Keeping a check on vulnreable children.
This could be done by circulating leaflets to their athletes, having leaflets on show that identify where to get screened and putting a poster on the wall of their clubhouse or gym.
If you are a coach that is pushing your players to the limit you want to know that their body can handle the limits.
Do you think things will ever change in the UK?
Things are already changing in the UK.
Guidelines published in 2005 have made doctors more aware of these conditions and willing to refer to specialists when there are warning signs.
Supporting CRY - David Walliams.
Philips and CRY have launched The Heart Screening Awareness Partnership, designed to help families understand the simple steps involved.
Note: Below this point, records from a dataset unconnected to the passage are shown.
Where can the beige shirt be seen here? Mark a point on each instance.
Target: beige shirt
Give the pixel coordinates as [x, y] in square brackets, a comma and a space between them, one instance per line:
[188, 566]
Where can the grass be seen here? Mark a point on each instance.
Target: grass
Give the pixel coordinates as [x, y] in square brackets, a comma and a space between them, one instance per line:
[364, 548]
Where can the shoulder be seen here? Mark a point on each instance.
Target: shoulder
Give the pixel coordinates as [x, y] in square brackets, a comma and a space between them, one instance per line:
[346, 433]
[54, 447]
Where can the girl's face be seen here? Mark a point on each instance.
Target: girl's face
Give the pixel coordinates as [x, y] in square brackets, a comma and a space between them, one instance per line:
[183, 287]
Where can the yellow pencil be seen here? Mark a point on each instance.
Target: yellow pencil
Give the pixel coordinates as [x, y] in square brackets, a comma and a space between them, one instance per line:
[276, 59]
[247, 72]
Little Britain's David Walliams supported this launch by appearing in a short film designed to show young people that the screening process is not a scary one.
This can be viewed on the CRY website.
The latest research is continually being reviewed by policy makers.
CRY is developing an expanding network of centres throughout the UK where any person between the age of 14 and 35 can be tested, whether they have symptoms (chest pain, palpitations, fainting or dizziness) or not.
How big are the risks?
Sudden death from a cardiac condition is considered rare.
However, they are more common than other causes of death in young people which most people are aware of (i.e. childhood leukaemia, cystic fibrosis).
The greatest risk is to those people who have not been tested or are unaware that they have a condition.
Once a condition is identified, risk stratification is evaluated, with treatment options varying depending on level of risk.
These options significantly reduce the chance of an event occurring and sometimes the condition is even cured.
At one extreme, a patient may only require ongoing monitoring of their condition or minor lifestyle changes.
At the other extreme, an implantable cardioverter-defibrillator (ICD) may be required.
The ICD is a battery-powered device that has significantly improved the chances of survival in individuals at high risk of Sudden Cardiac Death.